Opening the Vbatt channel drops the actual input to 1.8V (rather than the 0.93V I was seeing yesterday with the full app), it still reads full scale.

Sorry I did not understand

You asked about the other analog pins. The board only has two connected as analog, my test showed that only the one on AD1 pulls its input low when opened, but both (AD1 and AD5) read full scale.

Board seems to function correctly except for this anomaly, thermal camera shows no hot-spots, current draw is normal.

Anything else I can check?

My understanding: 2 analog pins work as expected reading the full range when the pin is set to a specific voltage externally. But, one of the 2 pins seem to have a pull-down when it is enabled causing a 100K voltage divider to read the wrong value.

This should not happen!

Do you have working vs non working boards? Is it possible that these R15/R16 resistors are not the same values between working vs not working boards? I am guessing maybe the resistors are too high of a value, like 10M, causing the read to be off?

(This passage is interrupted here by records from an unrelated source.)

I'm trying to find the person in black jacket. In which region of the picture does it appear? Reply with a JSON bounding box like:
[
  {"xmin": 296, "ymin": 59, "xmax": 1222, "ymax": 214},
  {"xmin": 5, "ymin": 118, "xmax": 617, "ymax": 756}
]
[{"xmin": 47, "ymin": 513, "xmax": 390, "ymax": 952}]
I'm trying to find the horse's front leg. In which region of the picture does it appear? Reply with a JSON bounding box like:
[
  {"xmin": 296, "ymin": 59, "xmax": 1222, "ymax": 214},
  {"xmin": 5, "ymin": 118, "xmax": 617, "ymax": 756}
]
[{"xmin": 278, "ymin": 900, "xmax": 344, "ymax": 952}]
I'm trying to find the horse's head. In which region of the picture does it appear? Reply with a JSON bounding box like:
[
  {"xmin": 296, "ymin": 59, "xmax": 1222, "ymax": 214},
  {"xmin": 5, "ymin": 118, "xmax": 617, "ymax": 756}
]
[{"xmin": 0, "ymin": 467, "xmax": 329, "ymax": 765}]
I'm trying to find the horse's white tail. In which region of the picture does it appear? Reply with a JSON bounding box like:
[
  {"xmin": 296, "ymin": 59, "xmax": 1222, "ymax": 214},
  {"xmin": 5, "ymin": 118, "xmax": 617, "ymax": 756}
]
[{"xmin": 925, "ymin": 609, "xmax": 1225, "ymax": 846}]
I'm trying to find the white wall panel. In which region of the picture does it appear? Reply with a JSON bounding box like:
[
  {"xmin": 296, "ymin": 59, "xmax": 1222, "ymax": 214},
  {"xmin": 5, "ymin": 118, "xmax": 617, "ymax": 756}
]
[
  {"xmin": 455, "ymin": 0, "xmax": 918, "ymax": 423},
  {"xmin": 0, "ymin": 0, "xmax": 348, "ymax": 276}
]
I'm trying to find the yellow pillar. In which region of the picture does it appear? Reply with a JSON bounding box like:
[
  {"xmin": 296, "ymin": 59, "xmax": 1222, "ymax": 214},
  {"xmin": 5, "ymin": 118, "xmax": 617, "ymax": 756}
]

No, when powered up or reset (nothing enabled) there is 2.5V on AD5 (connected to a 2.5V reference chip) and 2.0V on AD1 (4.0V Vbatt across the 2 x 100k divider circuit.)

When AD5 is enabled, it reads 3.3V, its actual input is still 2.5V.

When AD1 is enabled, its actual input drops to 0.93V (when everything on the board is running) or 1.8V when only running a simple program that does nothing but enable the analog input.

The reading on AD1 is also 3.3V (full scale), except on the very first read when stepping through, it is around half of that, same for the AD5, I suspected a filter?

The resistors and capacitor are the correct value (measured).

We have several working boards in hand, over 100 running in the field.

I’ve been dialing in the pick & place machine, thought MAYBE it could have picked a wrong part, but everything looks good and I can’t think how any external part could cause those symptoms?

public const int VBatt = SC20260.Adc.Controller1.PC0;

var adc = AdcController.FromName(SC20260.Adc.Controller1.Id);
AdcChannel VBatt = adc.OpenChannel(IOMap.VBatt);

VBatt is declared twice as 2 different types.

Yes, just an extract from a larger context

    public static class IOMap
    {
        // Analog Inputs
        public const int VBatt = SC20260.Adc.Controller1.PC0;
        public const int VRef2p5 = SC20260.Adc.Controller3.PF9;
    }

where IOMap was a class that let us run the same code on EMX and G120 by dynamically switching the mapping.

Carried into the SC20 because we use the same source for that and the G120 .NetMF, with conditional compilation.